Well, I’m glad you asked.
As I’ve mentioned in earlier posts, this year I’m trying to knock over some of my to-read pile by not buying or borrowing any more books until I’ve read 20 books I already own. I’ve failed: Harry Saddler was kind enough to send me a copy of his novel Small Moments, now sadly out of print. I justified reading it immediately even though it’s not on my list because it’s about the Canberra bushfires and I’m writing a book about living through and recovering from natural disasters. (He also sent me his non-fiction Not Birdwatching which I am dying to read, but am holding off.) I also snuck in a quick read of Jenny Valentish’s Cherry Bomb before giving it to a friend for Christmas.
Of the books I’m supposed to be reading, I’ve now finished six:
- Cold Light by Frank Moorhouse, which I blogged about already
- Suddenly a knock on the door by Etgar Keret
- Slow water by Annamarie Jagose
- A mercy by Toni Morrison
- Falling by Elizabeth Jane Howard
- Demons by Wayne Macauley
I started Ablutions by Patrick de Witt but I wasn’t feeling robust enough to deal with its very dark (and funny) story of a bartender and his clients destroying their lives. And I’m now reading Lost and Found by Brooke Davis and The weight of a human heart by Ryan O’Neill, which I am rationing out to myself in teaspoons.
Part of the reason I wanted to do this exercise was the hope that I would just stumble across great books largely accidentally. Lately so much of my reading has been driven by things I must read, either for research or because everyone else is talking about them and I think they’re somehow going to change my life.

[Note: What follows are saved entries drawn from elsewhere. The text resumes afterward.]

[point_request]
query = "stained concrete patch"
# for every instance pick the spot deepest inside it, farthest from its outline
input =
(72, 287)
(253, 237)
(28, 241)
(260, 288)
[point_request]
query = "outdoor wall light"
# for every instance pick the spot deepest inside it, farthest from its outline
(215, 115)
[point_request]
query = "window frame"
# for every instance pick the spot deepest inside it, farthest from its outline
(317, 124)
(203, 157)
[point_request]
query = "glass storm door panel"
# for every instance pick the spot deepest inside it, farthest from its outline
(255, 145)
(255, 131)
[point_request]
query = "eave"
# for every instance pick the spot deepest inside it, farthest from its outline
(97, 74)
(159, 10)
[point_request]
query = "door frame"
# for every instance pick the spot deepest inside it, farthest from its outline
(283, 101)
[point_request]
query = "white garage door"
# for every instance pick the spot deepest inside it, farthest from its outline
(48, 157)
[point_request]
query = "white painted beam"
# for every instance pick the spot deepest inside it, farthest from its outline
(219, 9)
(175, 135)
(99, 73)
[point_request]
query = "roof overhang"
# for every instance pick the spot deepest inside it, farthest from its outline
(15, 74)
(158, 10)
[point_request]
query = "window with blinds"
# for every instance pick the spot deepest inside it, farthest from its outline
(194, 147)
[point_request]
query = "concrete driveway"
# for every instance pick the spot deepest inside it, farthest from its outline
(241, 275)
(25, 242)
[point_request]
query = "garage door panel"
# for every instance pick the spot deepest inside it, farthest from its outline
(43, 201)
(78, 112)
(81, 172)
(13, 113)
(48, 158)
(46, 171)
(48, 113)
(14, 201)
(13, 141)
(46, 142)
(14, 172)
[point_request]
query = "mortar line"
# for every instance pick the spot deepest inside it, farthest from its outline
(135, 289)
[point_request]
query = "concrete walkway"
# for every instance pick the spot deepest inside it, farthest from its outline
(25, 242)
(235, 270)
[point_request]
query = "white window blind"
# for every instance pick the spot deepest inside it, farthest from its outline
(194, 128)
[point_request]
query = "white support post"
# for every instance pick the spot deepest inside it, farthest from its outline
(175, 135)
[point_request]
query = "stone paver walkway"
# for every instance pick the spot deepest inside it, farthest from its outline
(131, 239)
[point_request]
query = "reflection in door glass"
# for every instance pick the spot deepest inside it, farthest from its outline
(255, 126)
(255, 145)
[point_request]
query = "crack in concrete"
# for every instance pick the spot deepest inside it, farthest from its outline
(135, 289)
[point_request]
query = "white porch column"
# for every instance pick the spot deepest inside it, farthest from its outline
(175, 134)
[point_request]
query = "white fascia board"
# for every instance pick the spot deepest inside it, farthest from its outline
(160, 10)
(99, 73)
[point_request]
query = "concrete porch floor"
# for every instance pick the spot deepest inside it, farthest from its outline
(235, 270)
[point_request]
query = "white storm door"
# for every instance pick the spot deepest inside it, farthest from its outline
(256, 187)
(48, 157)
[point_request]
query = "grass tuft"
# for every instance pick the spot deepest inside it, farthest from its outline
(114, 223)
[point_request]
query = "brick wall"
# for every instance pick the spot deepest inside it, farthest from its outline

I wanted to discover an unheralded joy. Etgar Keret (widely heralded, but not in earshot of me) has been just such a discovery. What funny, bleak, real, surreal short stories this bloke writes. I don’t even know where I got this book from or how long it’s been sitting on my bookshelf. So thanks, #TBR20, for making me finally get around to reading it. (A mercy was pretty damn great too.)